Connector having a function of reliably correcting the position of an object to be connected

Abstract

For connecting an object having protruding portions protruding reverse to each other in a first direction, a connector includes a housing for guiding the object to an inserted position in a second direction perpendicular to the first direction, a contact held by the housing, and an actuator movable in a predetermined direction with respect to the housing so as to bring the object into press contact with the contact. The housing has receiving portions for receiving the protruding portions, respectively. The actuator has cover portions to face the receiving portions and to cover the protruding portions, respectively, when the object is brought into press contact with the contact. The cover portions respectively having slant surfaces to be engaged with the protruding portions of the object, when the object is located at a position deviated from the inserted position, to force the object towards the inserted position following the movement of the actuator to bring the object into press contact with the contact.

Description

BACKGROUND OF THE INVENTION

This invention relates to a connector for connecting an object such as a circuit board called a flexible printed circuit (FPC) and a cable called a flexible flat cable (FFC).

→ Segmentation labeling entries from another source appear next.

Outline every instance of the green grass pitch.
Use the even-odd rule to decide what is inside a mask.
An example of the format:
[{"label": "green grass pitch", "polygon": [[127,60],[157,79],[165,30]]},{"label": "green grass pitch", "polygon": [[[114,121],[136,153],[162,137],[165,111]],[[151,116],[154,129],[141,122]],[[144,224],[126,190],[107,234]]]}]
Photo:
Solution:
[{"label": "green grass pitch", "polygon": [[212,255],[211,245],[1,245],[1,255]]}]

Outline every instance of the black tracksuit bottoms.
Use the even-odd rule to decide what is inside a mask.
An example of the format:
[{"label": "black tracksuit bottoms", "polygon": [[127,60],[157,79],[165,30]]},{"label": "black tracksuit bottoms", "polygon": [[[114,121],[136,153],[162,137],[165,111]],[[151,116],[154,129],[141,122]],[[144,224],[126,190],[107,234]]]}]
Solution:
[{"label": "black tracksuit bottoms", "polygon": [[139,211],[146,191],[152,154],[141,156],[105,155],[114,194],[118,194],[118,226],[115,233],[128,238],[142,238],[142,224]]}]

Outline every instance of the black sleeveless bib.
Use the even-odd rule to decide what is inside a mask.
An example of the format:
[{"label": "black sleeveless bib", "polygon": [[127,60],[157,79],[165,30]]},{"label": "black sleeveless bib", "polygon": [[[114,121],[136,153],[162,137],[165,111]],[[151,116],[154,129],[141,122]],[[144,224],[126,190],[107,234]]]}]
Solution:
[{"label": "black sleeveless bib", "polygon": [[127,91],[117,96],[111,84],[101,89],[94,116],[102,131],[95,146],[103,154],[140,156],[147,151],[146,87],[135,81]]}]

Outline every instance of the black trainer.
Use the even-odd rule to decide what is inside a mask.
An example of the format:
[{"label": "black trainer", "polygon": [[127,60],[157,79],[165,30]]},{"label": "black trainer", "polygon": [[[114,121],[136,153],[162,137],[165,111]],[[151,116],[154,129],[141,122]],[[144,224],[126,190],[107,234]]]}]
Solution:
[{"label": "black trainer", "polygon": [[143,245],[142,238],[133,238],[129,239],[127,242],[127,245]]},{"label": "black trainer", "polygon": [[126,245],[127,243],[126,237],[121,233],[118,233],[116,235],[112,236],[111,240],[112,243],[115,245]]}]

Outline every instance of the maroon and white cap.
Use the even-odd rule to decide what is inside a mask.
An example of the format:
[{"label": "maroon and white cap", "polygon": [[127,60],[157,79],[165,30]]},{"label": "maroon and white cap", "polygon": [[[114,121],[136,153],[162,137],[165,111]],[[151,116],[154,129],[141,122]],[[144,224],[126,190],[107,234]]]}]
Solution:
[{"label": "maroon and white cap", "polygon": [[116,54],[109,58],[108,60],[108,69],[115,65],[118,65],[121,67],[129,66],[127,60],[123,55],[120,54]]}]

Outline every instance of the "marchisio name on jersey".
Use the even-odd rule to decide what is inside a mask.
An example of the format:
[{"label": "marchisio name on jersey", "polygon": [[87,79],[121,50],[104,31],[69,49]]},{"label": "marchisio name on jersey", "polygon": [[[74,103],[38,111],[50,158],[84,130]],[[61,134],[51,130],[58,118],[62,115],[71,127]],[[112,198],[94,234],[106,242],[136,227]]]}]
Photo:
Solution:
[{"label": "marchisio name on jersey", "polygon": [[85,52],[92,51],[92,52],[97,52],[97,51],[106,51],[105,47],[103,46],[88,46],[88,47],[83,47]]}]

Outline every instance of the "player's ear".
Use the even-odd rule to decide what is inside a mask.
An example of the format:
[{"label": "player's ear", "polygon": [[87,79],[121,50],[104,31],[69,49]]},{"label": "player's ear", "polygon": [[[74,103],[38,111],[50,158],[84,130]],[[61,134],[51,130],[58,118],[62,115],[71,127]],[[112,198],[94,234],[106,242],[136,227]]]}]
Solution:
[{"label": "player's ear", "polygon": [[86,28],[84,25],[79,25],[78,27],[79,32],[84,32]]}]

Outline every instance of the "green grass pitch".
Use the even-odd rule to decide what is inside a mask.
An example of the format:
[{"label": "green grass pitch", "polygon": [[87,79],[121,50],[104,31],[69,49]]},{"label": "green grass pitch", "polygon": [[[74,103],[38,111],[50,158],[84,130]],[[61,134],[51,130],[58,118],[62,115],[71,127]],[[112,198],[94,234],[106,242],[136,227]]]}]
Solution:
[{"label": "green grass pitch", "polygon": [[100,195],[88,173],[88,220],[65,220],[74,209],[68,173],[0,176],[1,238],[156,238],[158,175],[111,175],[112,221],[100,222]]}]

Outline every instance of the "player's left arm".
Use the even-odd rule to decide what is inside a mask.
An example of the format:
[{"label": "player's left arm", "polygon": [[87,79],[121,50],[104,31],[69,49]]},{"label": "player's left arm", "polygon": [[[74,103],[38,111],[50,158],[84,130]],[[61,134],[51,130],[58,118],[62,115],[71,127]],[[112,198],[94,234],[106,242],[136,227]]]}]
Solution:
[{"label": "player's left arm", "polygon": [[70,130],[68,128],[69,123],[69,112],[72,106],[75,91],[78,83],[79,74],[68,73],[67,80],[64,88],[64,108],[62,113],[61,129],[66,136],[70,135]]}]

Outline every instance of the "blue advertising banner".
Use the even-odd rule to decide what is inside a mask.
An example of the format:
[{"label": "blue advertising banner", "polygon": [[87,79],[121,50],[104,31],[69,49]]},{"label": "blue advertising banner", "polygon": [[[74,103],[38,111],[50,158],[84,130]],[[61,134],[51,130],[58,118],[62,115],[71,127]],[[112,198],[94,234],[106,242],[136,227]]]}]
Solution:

At first referring to FIGS. 1A to 1C, description will be made of a conventional technique (hereinafter referred to as a “first conventional technique”) disclosed in Japanese Unexamined Patent Publication No. 2000-299153 (JP 2000-299153 A).

As illustrated in FIG. 1B, a connector 11 comprises a connector housing 12 attached to a printed wiring board by soldering or the like, a connector locking portion 13 having one end pivotably supported by the connector housing 12 and the other end rotatable in directions X and Y, and a pair of connector locking members 14 protruding from the other end of the connector locking portion 13 at opposite sides thereof. As illustrated in FIG. 1C, a FFC 16 comprises a cable body 17, a cable connecting portion 18 formed at an end of the cable body 17, and a cable locking protrusion 19 formed at a rear part of the cable connecting portion 18. The cable locking protrusion 19 has a trapezoidal shape as a whole with a pair of triangular portions protruding laterally outward from the cable body 17 at opposite sides thereof.

Description will be made of a method of connecting the connector 11 and the FFC 16.

At first, the connector locking portion 13 of the connector 11 is rotated in the direction X to be put into an opened state, as illustrated in FIG. 1B. Next, the cable connecting portion 18 of the FFC 16 is connected to a connection terminal formed between the connector housing 12 and the connector locking portion 13. It is noted here that the connector 11 and the FFC 16 is connected when the cable connecting portion 18 is completely inserted into the connector 11 to reach a possible innermost position. If the cable connecting portion 18 is not completely inserted into the connector 11 and does not reach the innermost position, i.e., if the cable connecting portion 18 is in a semi-inserted state, the connector 11 is not connected to the FFC 16.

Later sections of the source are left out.